The team will also be watching for the Sunday night transmission to confirm that masts for the stereo camera and the weather station have swung to their vertical positions.

"What a thrilling landing! But the team is waiting impatiently for the next set of signals that will verify a healthy spacecraft," said Peter Smith of the University of Arizona, principal investigator for the Phoenix mission. "I can hardly contain my enthusiasm. The first landed images of the Martian polar terrain will set the stage for our mission."

Another critical deployment will be the first use of the 7.7-foot-long robotic arm on Phoenix, which will not be attempted for at least two days. Researchers will use the arm during future weeks to get samples of soil and ice into laboratory instruments on the lander deck.

The signal confirming that Phoenix had survived touchdown was relayed via Mars Odyssey and received on Earth at the Goldstone, Calif., antenna station of NASA's Deep Space Network.

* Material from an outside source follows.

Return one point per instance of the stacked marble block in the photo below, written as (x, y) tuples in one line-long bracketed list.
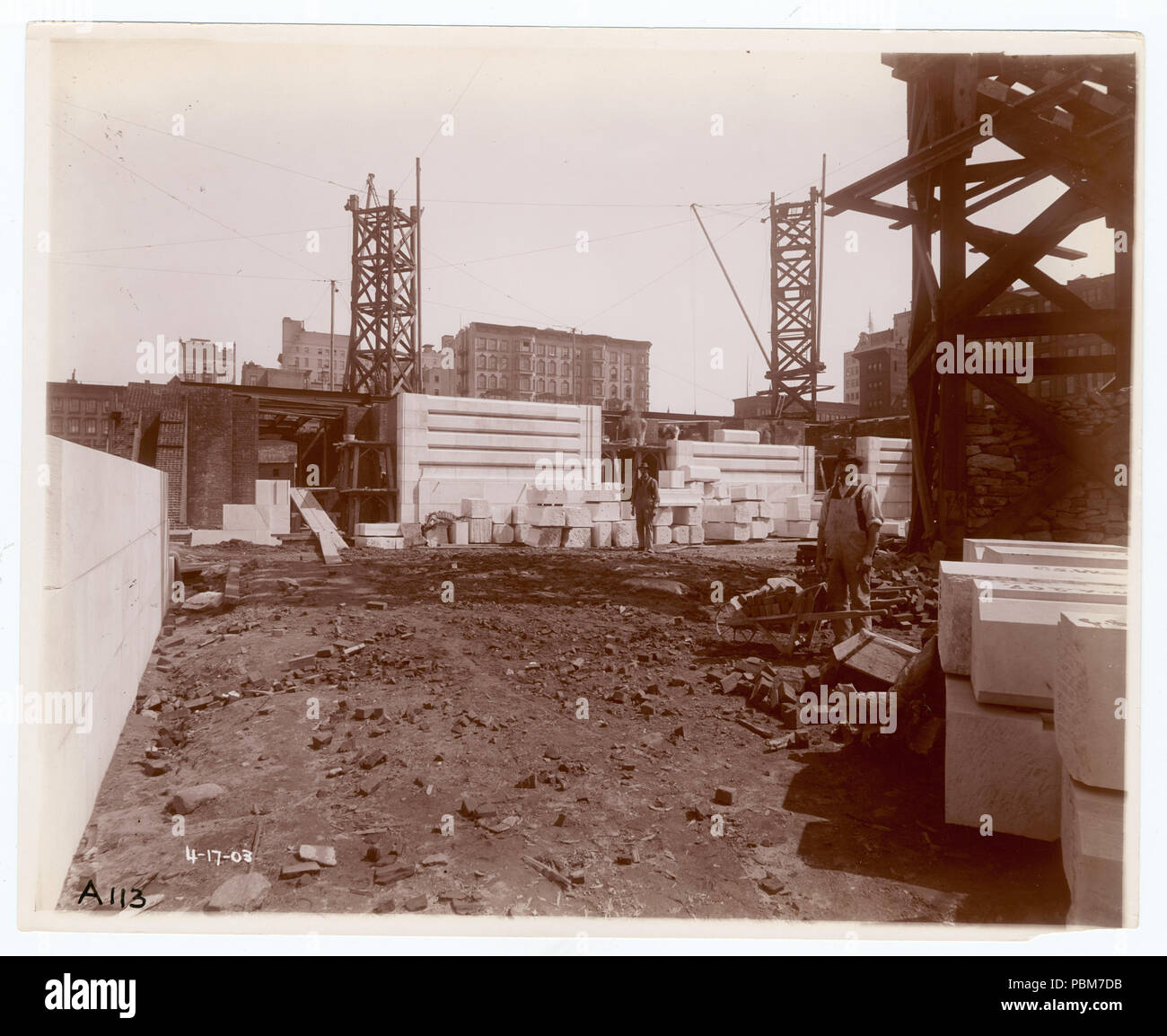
[(738, 483), (257, 522), (453, 448), (570, 518), (1034, 659), (887, 466), (385, 536), (678, 518)]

Phoenix uses hardware from a spacecraft built for a 2001 launch that was canceled in response to the loss of a similar Mars spacecraft during a 1999 landing attempt. Researchers who proposed the Phoenix mission in 2002 saw the unused spacecraft as a resource for pursuing a new science opportunity. Earlier in 2002, Mars Odyssey discovered that plentiful water ice lies just beneath the surface throughout much of high-latitude Mars. NASA chose the Phoenix proposal over 24 other proposals to become the first endeavor in the Mars Scout program of competitively selected missions.

The Phoenix mission is led by Smith at the University of Arizona with project management at JPL and development partnership at Lockheed Martin, Denver. International contributions come from the Canadian Space Agency; the University of Neuchatel, Switzerland; the universities of Copenhagen and Aarhus, Denmark; Max Planck Institute, Germany; and the Finnish Meteorological Institute.